Guru is a story of faith and devotion, it’s a story of betrayal and pain. This is how journalist Ishleen Kaur describes the BBC World Service Radio and BBC Sounds investigating allegations of sexual and emotional abuse at Sivananda Yoga, often described as one of the world's “most respected” Yoga organisations. It’s a story that Ishleen, who helped write and produce it, says “broke her heart”.
The reason why the investigation was such a personal journey for Ishleen is that she had been associated with Sivananda for six years and referred to it as her second home. It was more than a yoga school for her, it was a way of life.

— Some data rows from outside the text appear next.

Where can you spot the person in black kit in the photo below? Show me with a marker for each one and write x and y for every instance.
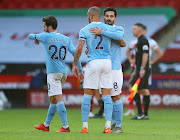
(141, 70)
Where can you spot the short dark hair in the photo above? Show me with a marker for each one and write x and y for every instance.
(141, 25)
(50, 21)
(110, 9)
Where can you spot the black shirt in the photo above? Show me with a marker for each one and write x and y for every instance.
(142, 46)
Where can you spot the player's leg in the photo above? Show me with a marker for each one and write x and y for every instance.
(56, 81)
(91, 82)
(85, 107)
(146, 94)
(52, 108)
(117, 78)
(130, 110)
(137, 99)
(101, 104)
(108, 107)
(91, 114)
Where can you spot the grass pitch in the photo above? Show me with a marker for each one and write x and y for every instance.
(19, 125)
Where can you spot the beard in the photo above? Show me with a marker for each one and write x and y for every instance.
(89, 20)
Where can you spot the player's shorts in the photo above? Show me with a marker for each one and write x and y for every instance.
(144, 81)
(117, 78)
(55, 82)
(98, 73)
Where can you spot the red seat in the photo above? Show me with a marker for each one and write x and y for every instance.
(66, 5)
(93, 3)
(175, 4)
(147, 3)
(26, 5)
(133, 4)
(105, 4)
(39, 5)
(161, 3)
(80, 5)
(13, 6)
(119, 4)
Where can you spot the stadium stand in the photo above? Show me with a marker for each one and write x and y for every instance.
(42, 4)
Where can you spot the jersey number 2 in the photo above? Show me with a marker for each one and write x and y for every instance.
(53, 56)
(99, 43)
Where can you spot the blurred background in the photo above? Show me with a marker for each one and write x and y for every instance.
(22, 63)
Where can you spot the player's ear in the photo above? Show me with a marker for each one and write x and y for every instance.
(104, 17)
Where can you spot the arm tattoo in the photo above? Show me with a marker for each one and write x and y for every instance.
(122, 43)
(78, 51)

However, the seemingly unconditional love she felt towards the organisation shattered when she learnt from a in December 2019 about the sinister underbelly it bore.
Speaking to Newslaundry, Ishleen said, “Sivananda was my second home and its people my family. Imagine finding out that a family member was abusing one of your siblings, it was that wounding for me personally. When I finally decided to pursue the story, I knew this would be the end of my relationship with Sivananda and I think it has been more poignant than I had ever imagined. I have grieved the loss of something that I held very close to my heart. It's been difficult but I know it was the right thing to do.”
Over 15 months, Ishleen contacted 14 victims who confided in her their stories of cruelty, coercion, rape, and even the sexual assault of a child. They also claimed the organisation failed to respond adequately to the allegations.
The first of the three-part series, titled Guru: Living a Lie, focuses on the harrowing journey of Julie Salter, who accused the late founder of the organisation, Swami Vishnudevananda, of systematically grooming and sexually abusing her.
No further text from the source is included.